Потом я иногда вспоминал, что вот это тогда сидели те, кому предстояло в эту войну вести трудные воздушные сражения".

* * *

"В войну в Ржеве молодежь складывала песни, я слышал такую песню о погибшем летчике-лейтенанте:

Там, да левом береге,

Береге за Волгою,

Был убит за Родину

Парень молодой.

Только ветер волосы развевает русые

На обломках машины боевой.

Пели на мотив "Вышел в степь донецкую парень молодой"…"

* * *

"А мой дядя, я Вам писал, всю войну летал и бомбил немцев. Он перед войной отслужил кадровую, но не пришлось ему вернуться домой, потому что сразу — война. Он спрашивал меня о своей сестре Тасе, которая кричала на эсэсовца "паразит!", и о своей матери — моей бабушке. Я жил с ними, я видел, как вечерами они гадали на картах, жив ли он, и долго, молча смотрели, нагнувшись к коптилке, и раз было так что лица их как-то прояснились — жив.

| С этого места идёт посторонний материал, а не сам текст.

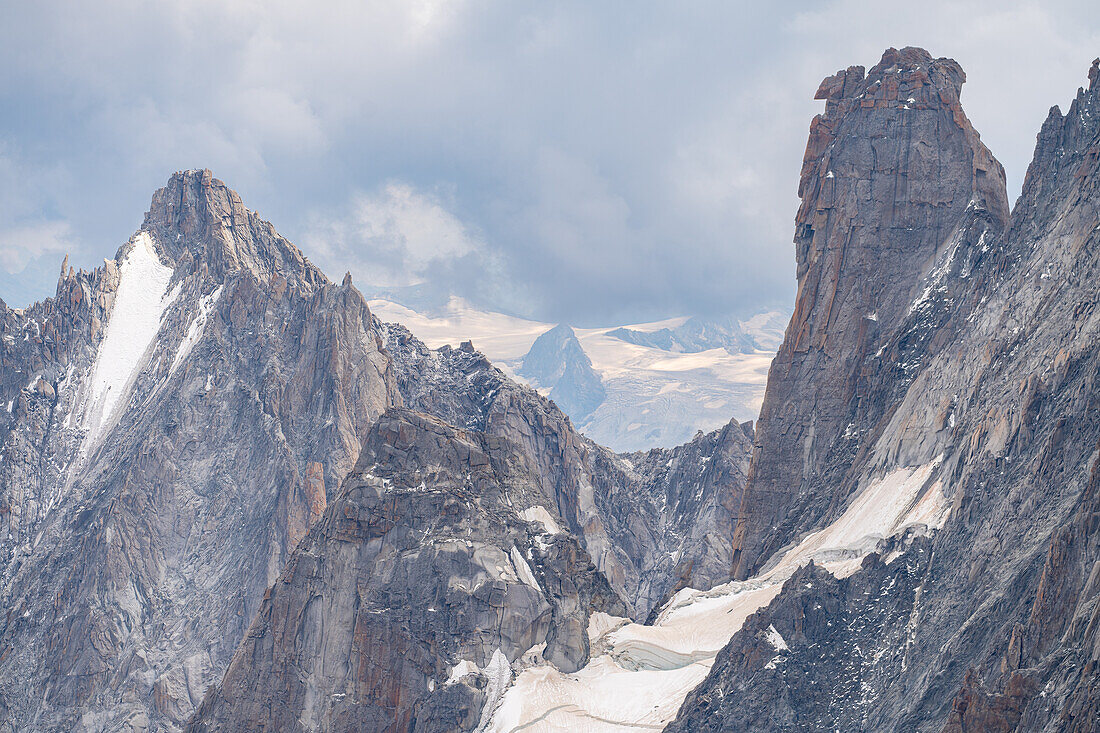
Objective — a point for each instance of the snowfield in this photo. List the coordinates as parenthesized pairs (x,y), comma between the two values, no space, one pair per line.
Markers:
(639,676)
(135,318)
(655,397)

Кстати, бабушка очень не любила, чтобы дома кто-нибудь ругался, "не смей черкаться в доме, слышишь!" — такой строгий вид я никогда у нее не <179> видел. На вид она была всегда такая миловидная старушка, с таким овальным лицом и всегда добрыми глазами. Ни одного нищего перед войной она не пропускала, чтобы что-нибудь ему не дать, даже и в войну, если у нее что было, хоть немного, старалась дать нищим хоть что-нибудь".

* * *

"Немец, если он солдат, а не офицер, обращался к другому солдату — камрад. Между прочим, были такие старухи в Ржеве, когда за чем-нибудь к ним обращались, тоже называли камрад, думали, что так это и надо. Много старух ходило нищих, и, если увидит перед окном в доме сидит немец, спрашивали у него: "Камрад, дай бротцу кусочек". — "Вас (что), вас, матка?" Брот — это у немцев хлеб, так нищие старухи говорили по-своему: "Хлебца — бротца дай, — и покажут пальцем одной руки посередине ладони другой, — кусочек дай, милок". Один какой, может, даст кусочек, другой: "Вег (прочь), матка!" А если старуха не уходит, кричит: "Раус (вон!)" Старухи, знали, что после этого слова надо уже уходить".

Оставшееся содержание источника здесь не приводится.